He started his curatorial career in the city, creating exhibitions and conducting research at Para Site, Asia Art Archive, City University of Hong Kong and Blindspot Gallery that tapped into Hong Kong’s focus on its postcolonial identity.

After four years, he left for Beijing, where he spent three years as head of research of the Magician Space gallery. The experience has made him sensitive to how different the process of modernisation is between the two places, and the way people care about very different things.

“Qiuchen in The Studio” (2021), Zheng Haozhong. This painting is part of the Shanghai-based artist’s solo exhibition “Melodic Variations” at Blindspot Gallery. Photo: Zheng Haozhong

As an independent curator who has remained in Beijing, Chen’s mission is to bring visibility to Chinese artists of his generation who may struggle to be heard.

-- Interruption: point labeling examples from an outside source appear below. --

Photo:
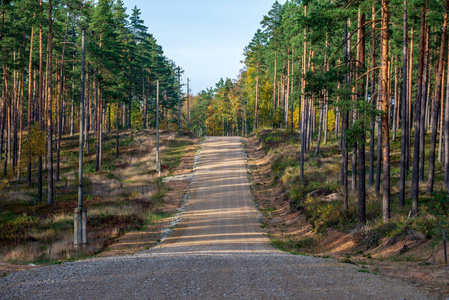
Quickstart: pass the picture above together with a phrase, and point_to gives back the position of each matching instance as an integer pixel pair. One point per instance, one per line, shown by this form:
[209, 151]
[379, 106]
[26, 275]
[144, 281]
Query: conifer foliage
[40, 81]
[364, 73]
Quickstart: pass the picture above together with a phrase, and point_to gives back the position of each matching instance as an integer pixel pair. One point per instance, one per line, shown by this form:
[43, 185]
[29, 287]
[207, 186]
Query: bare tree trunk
[98, 126]
[415, 174]
[117, 137]
[30, 102]
[361, 211]
[384, 102]
[423, 109]
[40, 104]
[403, 172]
[61, 85]
[373, 89]
[50, 106]
[436, 109]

“How do we bring our issues to those who don’t want to know?” he says. “We don’t want to limit our activities to a small, local circle. Good art practice can cross borders and identity conflicts.”

The other artist in the show is Shanghai-based Zheng Haozhong. He creates portraits of himself, his friends and his beloved saxophone in the setting of his studio.

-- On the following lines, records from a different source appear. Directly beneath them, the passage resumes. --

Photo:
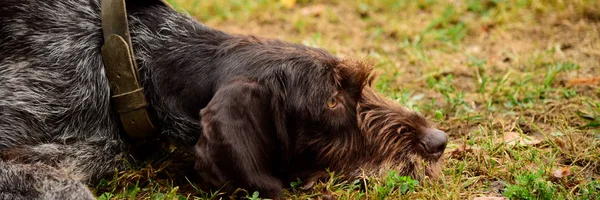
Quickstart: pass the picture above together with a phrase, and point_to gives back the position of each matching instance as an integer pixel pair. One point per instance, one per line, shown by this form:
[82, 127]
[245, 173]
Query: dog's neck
[166, 52]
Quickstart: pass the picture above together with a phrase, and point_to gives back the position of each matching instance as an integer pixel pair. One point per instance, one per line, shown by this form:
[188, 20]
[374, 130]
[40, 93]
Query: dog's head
[286, 111]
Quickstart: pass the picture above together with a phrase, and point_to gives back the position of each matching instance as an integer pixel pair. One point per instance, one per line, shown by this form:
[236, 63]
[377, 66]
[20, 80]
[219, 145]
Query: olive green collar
[127, 95]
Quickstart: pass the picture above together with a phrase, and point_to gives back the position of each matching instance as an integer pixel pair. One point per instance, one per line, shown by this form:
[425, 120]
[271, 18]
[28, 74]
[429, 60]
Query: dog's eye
[332, 102]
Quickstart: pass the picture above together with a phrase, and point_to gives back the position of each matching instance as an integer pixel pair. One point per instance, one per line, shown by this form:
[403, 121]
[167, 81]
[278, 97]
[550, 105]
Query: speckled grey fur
[55, 111]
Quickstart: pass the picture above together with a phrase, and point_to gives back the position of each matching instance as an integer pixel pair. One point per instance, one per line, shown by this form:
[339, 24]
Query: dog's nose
[434, 141]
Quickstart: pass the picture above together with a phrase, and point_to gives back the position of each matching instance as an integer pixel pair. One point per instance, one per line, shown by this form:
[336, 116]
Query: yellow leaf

“Patterns, Red, AG” (2021) by Zheng Haozhong, part of the Shanghai-based artist’s solo exhibition “Melodic Variations” at Blindspot Gallery. Photo: Zheng Haozhong

They are executed in spontaneous, loose brushstrokes that bring to mind the free jazz that he plays, Chen points out. This is a world that is very much contemporary and private, as opposed to one shaped by big historical events.

But, as with Zhang’s works, there is a strong sense of motion and change, expressed in the unfinished state of the figure and the paint drips in the corner of Patterns, Red, AG (2021), for example.

“When in discussion with the gallery, we asked ourselves, ‘What kind of painters do we need to bring here?’,” Chen says. “There are a lot of shows with art from China that are market-driven, trendy, popular. This is an attempt to show something quite different.”

“Zhang Wenzhi: Tiger in Mountains, Deer at Ocean” and “Zheng Haozhong: Melodic Variations”, at Blindspot Gallery, 15/F, Po Chai Industrial Building, 28 Wong Chuk Hang Road, Wong Chuk Hang, until January 13.